With the Trump administration announcing Monday night that the Temporary Protection Service (TPS) for about 50,000 Haitians in the United States will expire by July 2019, they are not left with a lot of options.

TPS was offered to people who have been displaced from their countries due to internal conflict, natural disasters or such dangerous reasons. The Haitians were fortunate enough to be in the United States when a massive earthquake struck their island nation in 2010, killing more than 200,000 people and displacing about 1.5 million. The U.S., on a humanitarian basis, offered TPS to them as Haiti was little more than rubble after the earthquake.

Haiti officials have been clear they would not be able to accommodate 50,000 people who will need jobs, shelter and other basic requirements, Vox reported. Apart from this, the end of TPS would also mean the loss of about a billion dollars in remittances the Haitians send home.

According to the Center for Migration Studies, these Haitians have about 27,000 U.S.-born children, a group President Donald Trump and his government did not account for. Their parents might have to take these children to a country unknown to them or leave them in the U.S. to be taken care of by some stranger.

The administration said in May that Haitians should get their affairs in place as their TPS would be extended only for six more months. This had led to people crossing illegally into Canada, the Toronto Star reported, adding that it rose to more than 200 people a day.

Hursh Jaswal, spokesperson for Canada’s Immigration Minister Ahmed Hussen, said Canada remained an "open and welcoming country to people seeking refuge," but added they must do so "through the proper channel," according to the Toronto Star. "There are rigorous rules to be followed and the same robust assessment process applies. Those who are determined to be genuinely at risk, are welcomed. Those who are determined not to be in need of Canada’s protection, are removed."

Haiti A family, who identified themselves as from Haiti, is confronted by a Royal Canadian Mounted Police officer as they try to enter Canada from Roxham Road in Champlain, New York, Aug. 7. Photo: REUTERS/Christinne Muschi

Liberal MP Emmanuel Dubourg said the message that Canada isn’t a default option should be sent out. He added a large number of people started hoping for asylum after a recent announcement said Canada will accept about one million immigrants in three years. This, according to Dubourg, was misconstrued to mean Canada will welcome one million immigrants this year, Canadian newspaper the National Post reported. 

The final option Haitians have is to stay in the U.S. as unauthorized immigrants, as the Immigration and Customs Enforcement will take time to arrest and deport them, Vox reported.
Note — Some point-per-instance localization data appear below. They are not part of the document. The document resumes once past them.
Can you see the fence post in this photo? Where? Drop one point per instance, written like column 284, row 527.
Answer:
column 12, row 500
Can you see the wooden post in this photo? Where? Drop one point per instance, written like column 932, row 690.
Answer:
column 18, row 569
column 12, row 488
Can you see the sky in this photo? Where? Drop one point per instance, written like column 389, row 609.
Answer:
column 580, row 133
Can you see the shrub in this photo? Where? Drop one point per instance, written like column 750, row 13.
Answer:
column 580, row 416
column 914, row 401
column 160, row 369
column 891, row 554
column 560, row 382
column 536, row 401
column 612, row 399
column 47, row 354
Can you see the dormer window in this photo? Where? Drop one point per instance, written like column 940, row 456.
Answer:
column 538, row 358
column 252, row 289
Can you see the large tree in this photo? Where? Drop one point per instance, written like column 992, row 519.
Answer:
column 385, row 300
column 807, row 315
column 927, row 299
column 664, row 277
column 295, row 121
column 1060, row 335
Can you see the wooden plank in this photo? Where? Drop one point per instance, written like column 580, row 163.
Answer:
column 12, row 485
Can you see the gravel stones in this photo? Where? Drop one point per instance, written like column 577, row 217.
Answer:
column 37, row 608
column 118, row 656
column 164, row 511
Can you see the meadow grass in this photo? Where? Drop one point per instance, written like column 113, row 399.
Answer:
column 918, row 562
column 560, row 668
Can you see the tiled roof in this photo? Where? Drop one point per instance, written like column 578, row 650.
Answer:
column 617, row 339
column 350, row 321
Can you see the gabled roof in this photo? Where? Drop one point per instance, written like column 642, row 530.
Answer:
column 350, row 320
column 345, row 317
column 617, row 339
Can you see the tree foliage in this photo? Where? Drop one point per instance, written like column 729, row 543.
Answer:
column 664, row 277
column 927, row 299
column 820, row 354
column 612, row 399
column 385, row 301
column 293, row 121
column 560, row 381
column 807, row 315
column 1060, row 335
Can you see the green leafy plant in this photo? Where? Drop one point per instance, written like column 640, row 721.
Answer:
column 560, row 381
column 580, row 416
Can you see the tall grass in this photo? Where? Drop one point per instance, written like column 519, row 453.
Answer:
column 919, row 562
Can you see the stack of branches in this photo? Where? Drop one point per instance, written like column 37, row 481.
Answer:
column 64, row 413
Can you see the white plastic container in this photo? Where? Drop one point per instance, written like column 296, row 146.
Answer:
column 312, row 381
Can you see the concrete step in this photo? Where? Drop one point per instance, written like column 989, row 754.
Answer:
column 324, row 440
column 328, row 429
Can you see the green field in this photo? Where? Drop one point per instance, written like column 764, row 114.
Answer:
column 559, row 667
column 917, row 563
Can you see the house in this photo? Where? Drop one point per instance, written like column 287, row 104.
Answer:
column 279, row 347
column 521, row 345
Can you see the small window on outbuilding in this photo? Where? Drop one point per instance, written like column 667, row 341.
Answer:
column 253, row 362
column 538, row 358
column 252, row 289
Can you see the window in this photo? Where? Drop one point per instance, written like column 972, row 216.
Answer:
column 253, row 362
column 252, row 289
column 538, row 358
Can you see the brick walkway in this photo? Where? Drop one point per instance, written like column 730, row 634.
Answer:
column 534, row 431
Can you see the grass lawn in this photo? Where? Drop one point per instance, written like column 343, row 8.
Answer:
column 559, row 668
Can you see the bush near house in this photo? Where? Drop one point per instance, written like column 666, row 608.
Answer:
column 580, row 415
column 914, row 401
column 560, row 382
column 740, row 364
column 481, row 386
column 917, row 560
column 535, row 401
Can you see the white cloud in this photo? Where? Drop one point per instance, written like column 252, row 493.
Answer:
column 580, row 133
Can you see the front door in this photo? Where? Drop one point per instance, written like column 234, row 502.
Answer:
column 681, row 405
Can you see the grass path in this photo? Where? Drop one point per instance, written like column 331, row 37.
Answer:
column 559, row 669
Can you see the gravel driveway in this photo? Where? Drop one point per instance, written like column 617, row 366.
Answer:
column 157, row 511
The government announced Monday the TPS for Haitians will expire in 18 months, after which they will be deported. The decision was made as the administration believes the island nation has sufficiently recovered from the disasters, which include the earthquake, a cholera epidemic and hurricane Matthew that struck the island a little over a year ago. Advocates for the Haitians said conditions have barely improved. PBS reported, in Haiti more than 2.5 million people, which is about a quarter of their population, live on less than $1.23 a day.

Democratic National Committee Chair Tom Perez, criticized Trump's decision by saying in a statement, "Donald Trump’s cruelty knows no bounds. ... Protecting these hardworking people is the right thing to do for our economy and our country."

Sen. Kirsten Gillibrand also slammed the decision. 

The decision comes in spite of Congress members who represent South Florida, where most Haitians live, were for extending their status. Representative Ileana Ros-Lehtinen, a Republican from Miami, proposed a legislation that would ultimately allow these immigrants to apply for permanent residency, the New York Times reported.